They loved a brown version with brown bug body and brown hen hackle. That fly floated really well using frogs fanny, better than I expected on a lake and it's easy to see. I wanted to try other flies, but there was no need to change it out.

Love how I bring 500 flies and use only one type...


----------



## cheech (Sep 25, 2007)

****!!! I should have tagged along!!! Great report and great pics man.


----------



## RnF (Sep 25, 2007)

cheech said:


> ****!!! I should have tagged along!!! Great report and great pics man.
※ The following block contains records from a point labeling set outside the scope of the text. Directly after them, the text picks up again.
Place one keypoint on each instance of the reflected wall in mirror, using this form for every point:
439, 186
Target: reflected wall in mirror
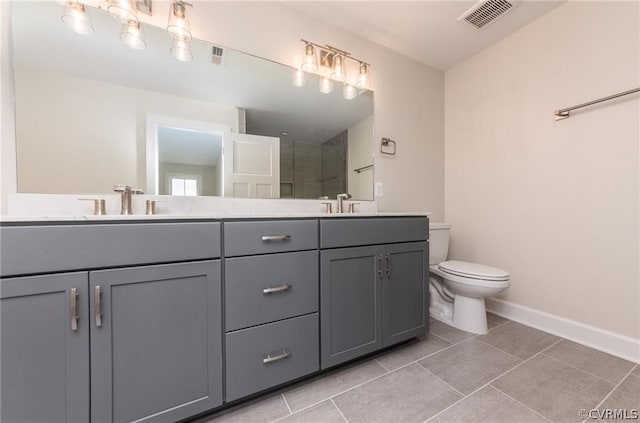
85, 108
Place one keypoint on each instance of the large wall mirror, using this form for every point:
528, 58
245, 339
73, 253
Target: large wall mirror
92, 112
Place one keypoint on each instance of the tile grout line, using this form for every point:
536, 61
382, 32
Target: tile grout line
497, 326
382, 365
615, 387
489, 382
338, 408
522, 404
444, 381
330, 397
344, 391
584, 371
501, 350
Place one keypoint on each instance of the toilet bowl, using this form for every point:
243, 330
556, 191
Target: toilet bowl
458, 288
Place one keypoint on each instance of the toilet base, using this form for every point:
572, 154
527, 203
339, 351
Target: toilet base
470, 314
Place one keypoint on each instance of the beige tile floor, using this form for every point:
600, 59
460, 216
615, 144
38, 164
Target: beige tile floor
513, 374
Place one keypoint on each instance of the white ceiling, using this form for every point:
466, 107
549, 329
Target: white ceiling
426, 31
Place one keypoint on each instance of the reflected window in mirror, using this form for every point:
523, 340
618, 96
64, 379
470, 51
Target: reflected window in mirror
91, 96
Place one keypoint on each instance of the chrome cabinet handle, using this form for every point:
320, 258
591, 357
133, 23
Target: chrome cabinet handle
271, 358
74, 309
275, 289
97, 300
388, 259
269, 238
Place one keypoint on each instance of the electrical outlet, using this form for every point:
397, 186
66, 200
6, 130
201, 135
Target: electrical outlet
378, 189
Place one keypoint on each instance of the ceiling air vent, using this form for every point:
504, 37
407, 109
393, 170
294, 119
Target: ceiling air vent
484, 12
217, 55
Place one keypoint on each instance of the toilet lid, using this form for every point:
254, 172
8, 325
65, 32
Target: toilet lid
473, 270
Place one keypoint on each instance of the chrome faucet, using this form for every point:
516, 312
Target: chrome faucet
125, 198
341, 198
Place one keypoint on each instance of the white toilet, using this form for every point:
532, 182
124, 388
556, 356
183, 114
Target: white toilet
457, 288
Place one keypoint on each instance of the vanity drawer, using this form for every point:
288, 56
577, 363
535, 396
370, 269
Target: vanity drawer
262, 289
269, 236
271, 354
335, 233
52, 248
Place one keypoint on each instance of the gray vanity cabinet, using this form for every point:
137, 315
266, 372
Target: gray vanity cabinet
45, 349
351, 303
271, 303
372, 296
156, 342
405, 291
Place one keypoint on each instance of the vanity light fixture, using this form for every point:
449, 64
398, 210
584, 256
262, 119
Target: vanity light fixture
77, 18
336, 63
310, 63
298, 78
178, 25
338, 70
123, 10
326, 85
181, 51
363, 76
132, 35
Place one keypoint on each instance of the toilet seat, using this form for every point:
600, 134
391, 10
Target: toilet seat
473, 271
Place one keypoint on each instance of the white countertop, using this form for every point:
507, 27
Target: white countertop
67, 208
211, 216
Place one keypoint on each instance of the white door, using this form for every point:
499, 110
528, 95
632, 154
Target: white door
251, 166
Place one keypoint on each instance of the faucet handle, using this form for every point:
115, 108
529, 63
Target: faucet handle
121, 188
329, 206
99, 205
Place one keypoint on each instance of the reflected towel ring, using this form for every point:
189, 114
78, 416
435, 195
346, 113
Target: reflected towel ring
390, 144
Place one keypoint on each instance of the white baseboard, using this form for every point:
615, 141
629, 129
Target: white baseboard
599, 339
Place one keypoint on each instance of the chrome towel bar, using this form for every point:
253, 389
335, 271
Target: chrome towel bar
564, 113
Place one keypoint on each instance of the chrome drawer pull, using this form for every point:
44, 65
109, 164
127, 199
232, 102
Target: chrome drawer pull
74, 309
97, 301
271, 358
388, 259
275, 289
269, 238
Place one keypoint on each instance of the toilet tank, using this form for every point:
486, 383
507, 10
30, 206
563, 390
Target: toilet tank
438, 242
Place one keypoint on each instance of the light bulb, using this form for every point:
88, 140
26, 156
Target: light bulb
178, 25
122, 10
77, 19
133, 36
298, 78
349, 92
363, 76
326, 85
338, 71
310, 64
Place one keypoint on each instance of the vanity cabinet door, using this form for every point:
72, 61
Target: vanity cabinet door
45, 350
350, 302
156, 342
405, 291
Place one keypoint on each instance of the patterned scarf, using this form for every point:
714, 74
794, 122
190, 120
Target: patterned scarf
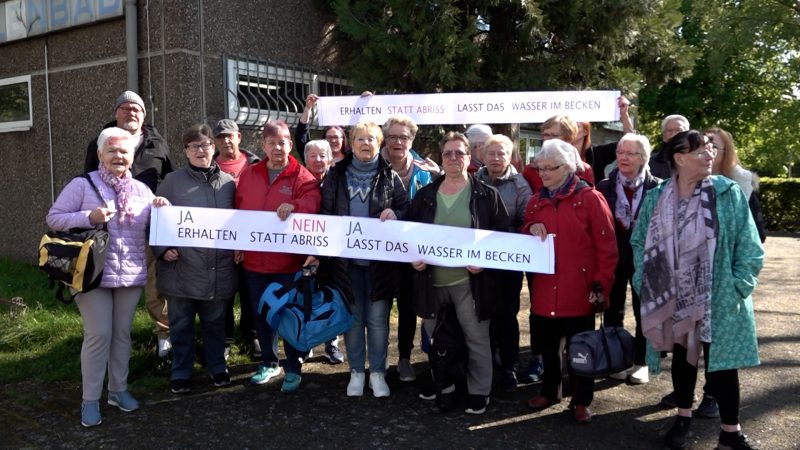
678, 270
122, 187
624, 211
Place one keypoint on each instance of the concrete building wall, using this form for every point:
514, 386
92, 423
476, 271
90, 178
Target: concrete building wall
86, 71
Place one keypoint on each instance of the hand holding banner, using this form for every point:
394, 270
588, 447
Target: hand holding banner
349, 237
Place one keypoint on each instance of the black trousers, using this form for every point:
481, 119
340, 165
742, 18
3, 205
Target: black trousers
247, 327
723, 385
504, 326
549, 333
407, 319
615, 314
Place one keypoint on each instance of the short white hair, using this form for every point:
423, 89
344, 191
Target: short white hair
118, 134
321, 144
674, 118
559, 151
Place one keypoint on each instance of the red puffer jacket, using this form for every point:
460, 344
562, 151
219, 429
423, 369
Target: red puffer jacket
585, 249
295, 185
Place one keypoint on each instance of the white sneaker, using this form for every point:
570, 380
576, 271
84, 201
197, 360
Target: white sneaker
623, 375
164, 346
355, 388
640, 375
378, 385
405, 370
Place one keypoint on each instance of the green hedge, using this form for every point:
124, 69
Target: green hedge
780, 202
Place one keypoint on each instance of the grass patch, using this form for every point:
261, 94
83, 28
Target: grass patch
42, 341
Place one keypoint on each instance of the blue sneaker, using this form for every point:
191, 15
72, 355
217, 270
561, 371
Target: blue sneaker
123, 400
90, 414
535, 370
291, 382
265, 373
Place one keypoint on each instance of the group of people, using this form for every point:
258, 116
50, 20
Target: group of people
688, 242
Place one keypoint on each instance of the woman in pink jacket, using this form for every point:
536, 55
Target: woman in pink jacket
123, 204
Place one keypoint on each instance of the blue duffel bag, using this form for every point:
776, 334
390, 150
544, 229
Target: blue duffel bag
303, 313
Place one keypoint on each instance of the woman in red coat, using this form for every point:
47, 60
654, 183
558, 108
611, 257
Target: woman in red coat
564, 303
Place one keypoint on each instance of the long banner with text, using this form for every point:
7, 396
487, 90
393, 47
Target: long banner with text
475, 107
349, 237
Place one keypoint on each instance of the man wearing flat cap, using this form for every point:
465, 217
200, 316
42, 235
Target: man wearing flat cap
151, 163
232, 160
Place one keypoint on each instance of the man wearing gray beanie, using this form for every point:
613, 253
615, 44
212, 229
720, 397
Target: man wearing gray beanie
151, 163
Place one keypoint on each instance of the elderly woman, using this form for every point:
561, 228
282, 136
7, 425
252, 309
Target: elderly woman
565, 129
459, 199
107, 311
335, 135
197, 281
564, 303
727, 163
364, 185
278, 183
697, 255
400, 132
515, 193
624, 190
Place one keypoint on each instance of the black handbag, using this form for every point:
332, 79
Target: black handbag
599, 353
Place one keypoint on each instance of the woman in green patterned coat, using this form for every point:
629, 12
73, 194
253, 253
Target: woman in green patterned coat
697, 255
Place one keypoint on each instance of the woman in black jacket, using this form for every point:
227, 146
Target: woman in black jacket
624, 190
459, 199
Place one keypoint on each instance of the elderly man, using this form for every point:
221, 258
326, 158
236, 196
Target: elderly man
232, 160
477, 134
151, 163
670, 126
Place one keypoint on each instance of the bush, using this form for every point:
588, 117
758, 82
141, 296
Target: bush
780, 202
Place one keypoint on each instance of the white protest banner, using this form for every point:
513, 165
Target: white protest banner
349, 237
476, 107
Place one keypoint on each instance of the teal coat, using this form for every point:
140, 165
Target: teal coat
737, 260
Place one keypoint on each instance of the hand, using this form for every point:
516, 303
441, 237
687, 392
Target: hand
311, 101
428, 165
474, 270
419, 266
160, 201
101, 215
538, 229
388, 214
284, 210
171, 255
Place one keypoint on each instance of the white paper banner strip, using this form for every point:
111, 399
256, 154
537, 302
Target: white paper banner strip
477, 107
349, 237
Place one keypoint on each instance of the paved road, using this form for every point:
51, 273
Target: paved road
320, 415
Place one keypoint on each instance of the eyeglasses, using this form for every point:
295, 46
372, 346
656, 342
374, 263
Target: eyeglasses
628, 155
454, 154
205, 146
398, 138
549, 169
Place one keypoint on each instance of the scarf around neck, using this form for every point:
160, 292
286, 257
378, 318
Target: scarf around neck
625, 212
123, 189
678, 270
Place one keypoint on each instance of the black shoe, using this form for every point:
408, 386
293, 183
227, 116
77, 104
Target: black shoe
180, 386
734, 441
221, 379
671, 401
509, 381
708, 408
477, 404
678, 435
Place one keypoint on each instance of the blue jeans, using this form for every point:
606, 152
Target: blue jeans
181, 324
256, 285
370, 317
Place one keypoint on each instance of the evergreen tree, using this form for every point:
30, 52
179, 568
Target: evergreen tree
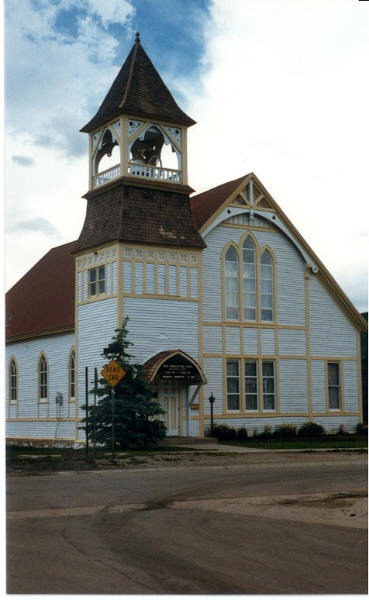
136, 412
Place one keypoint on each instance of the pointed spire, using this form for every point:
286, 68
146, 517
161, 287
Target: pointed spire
138, 90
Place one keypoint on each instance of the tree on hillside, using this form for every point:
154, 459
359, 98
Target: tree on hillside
137, 413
Haha, yeah you missed out big time. How was the bassn'?


----------



## takemefishin (Sep 13, 2007)

thats one purty fish right there. :mrgreen:


----------



## cheech (Sep 25, 2007)

RnF said:


> cheech said:
> 
> 
> > ****!!! I should have tagged along!!! Great report and great pics man.
> ...


I should have gone hiking, we'll just leave it at that had to work my butt off for them.


----------



## kibah (Sep 11, 2008)

that looks like cirque lake


----------



## BROWN BAGGER (Sep 13, 2007)

when you mean outlander, do you mean your atv? is that road atv accessible? 
setting here to jealous.....I elk hunt that area, would love to hit that lake next year.


----------



## Leaky (Sep 11, 2007)

Hey guy, good on ya. We need more of these kind of "different" reports, not typical trout/bass, and great story telling and pics. Man, wish I was younger.  The only thing missing was the location, but that's ok too. I fully understand and support. My biggest heart break/guilt is not doing more different things with my best companion (my doggie).  I have caught grayling before though. Always wanted to get back at em. Did you eat any? In my day they didn't have digital cameras or even the cheap carry box cameras.


----------